Journal of Clinical Oncology, Vol 21, Issue 8
(April), 2003: 1544-1549
© 2003 American Society for Clinical Oncology
Continued Cigarette Smoking by Patients Receiving Concurrent Chemoradiotherapy for Limited-Stage Small-Cell Lung Cancer Is Associated With Decreased Survival
Gregory M.M. Videtic,
Larry W. Stitt,
A. Rashid Dar,
Walter I. Kocha,
Anna T. Tomiak,
Pauline T. Truong,
Mark D. Vincent,
Edward W. Yu
From the Department of Radiation Oncology, Dana-Farber Cancer Institute, Brigham and Womens Hospital, Harvard Medical School, Boston, MA; Departments of Biometry, Radiation Oncology, and Medical Oncology, London Regional Cancer Centre, London; Department of Medical Oncology, Kingston Regional Cancer Centre, Kingston, Ontario; and Department of Radiation Oncology, British Columbia Cancer Agency-Vancouver Island Cancer Centre, Victoria, British Columbia, Canada.
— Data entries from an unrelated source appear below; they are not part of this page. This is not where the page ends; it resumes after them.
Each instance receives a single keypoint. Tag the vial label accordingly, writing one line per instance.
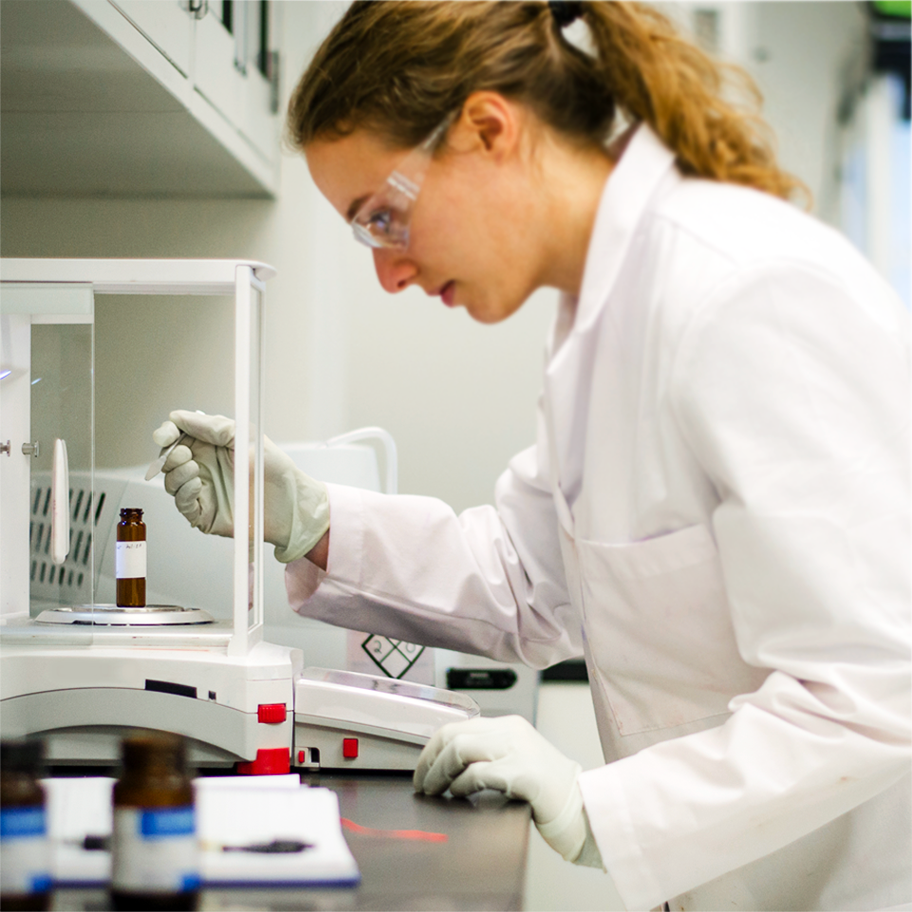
(155, 850)
(130, 560)
(25, 864)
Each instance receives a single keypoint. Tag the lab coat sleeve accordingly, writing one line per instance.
(489, 581)
(792, 390)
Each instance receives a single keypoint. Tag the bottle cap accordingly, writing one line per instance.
(22, 755)
(154, 748)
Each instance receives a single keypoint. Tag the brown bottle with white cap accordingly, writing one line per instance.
(130, 559)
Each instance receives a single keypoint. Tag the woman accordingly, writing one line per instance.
(716, 509)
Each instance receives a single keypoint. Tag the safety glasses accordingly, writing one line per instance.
(383, 220)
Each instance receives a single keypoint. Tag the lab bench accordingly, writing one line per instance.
(480, 868)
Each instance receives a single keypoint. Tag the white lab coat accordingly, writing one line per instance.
(717, 514)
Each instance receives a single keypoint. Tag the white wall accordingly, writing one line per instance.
(458, 397)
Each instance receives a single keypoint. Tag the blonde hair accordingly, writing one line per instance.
(398, 67)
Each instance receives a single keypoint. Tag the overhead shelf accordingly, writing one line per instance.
(91, 106)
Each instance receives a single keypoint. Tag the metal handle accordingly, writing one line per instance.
(199, 8)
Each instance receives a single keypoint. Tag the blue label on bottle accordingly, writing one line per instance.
(22, 823)
(159, 823)
(190, 882)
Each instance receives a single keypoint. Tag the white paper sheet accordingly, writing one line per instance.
(230, 811)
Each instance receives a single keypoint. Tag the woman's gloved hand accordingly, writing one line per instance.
(200, 475)
(507, 754)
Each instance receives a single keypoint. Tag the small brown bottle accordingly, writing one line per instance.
(25, 869)
(154, 852)
(130, 559)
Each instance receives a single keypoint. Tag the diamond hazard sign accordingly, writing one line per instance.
(393, 657)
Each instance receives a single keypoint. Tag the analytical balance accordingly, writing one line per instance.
(81, 674)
Address reprint requests to Gregory M.M. Videtic, MD, Department of Radiation Oncology, Brigham and Womens Hospital, 75 Francis St, ASBI, L2, Boston, MA 02115; email: gvidetic{at}lroc.harvard.edu.
Purpose: To determine the impact of continued smoking by patients receiving chemotherapy (CHT) and radiotherapy (RT) for limited-stage small-cell lung cancer (LSCLC) on toxicity and survival.
Patients and Methods: A retrospective review was carried out on 215 patients with LSCLC treated between 1989 and 1999. Treatment consisted of six cycles of alternating cyclophosphamide, doxorubicin, vincristine and etoposide, cisplatin (EP). Thoracic RT was concurrent with EP (cycle 2 or 3) only. Patients were known smokers, with their smoking status recorded at the start of chemoradiotherapy (CHT/RT). RT interruption during concurrent CHT/RT was used as the marker for treatment toxicity.
Results: Of 215 patients, smoking status was recorded for 186 patients (86.5%), with 79 (42%) continuing to smoke and 107 (58%) abstaining during CHT/RT. RT interruptions were recorded in 38 patients (20.5%), with a median duration of 5 days (range, 1 to 18 days). Median survival for former smokers was greater than for continuing smokers (18 v 13.6 months), with 5-year actuarial overall survival of 8.9% versus 4%, respectively (log-rank P = .0017). Proportion of noncancer deaths was comparable between the two cohorts. Continuing smokers did not have a greater incidence of toxicity-related treatment breaks (P = .49), but those who continued to smoke and also experienced a treatment break had the poorest overall survival (median, 13.4 months; log-rank P = .0014).
Conclusion: LSCLC patients who continue to smoke during CHT/RT have poorer survival rates than those who do not. Smoking did not have an impact on the rate of treatment interruptions attributed to toxicity.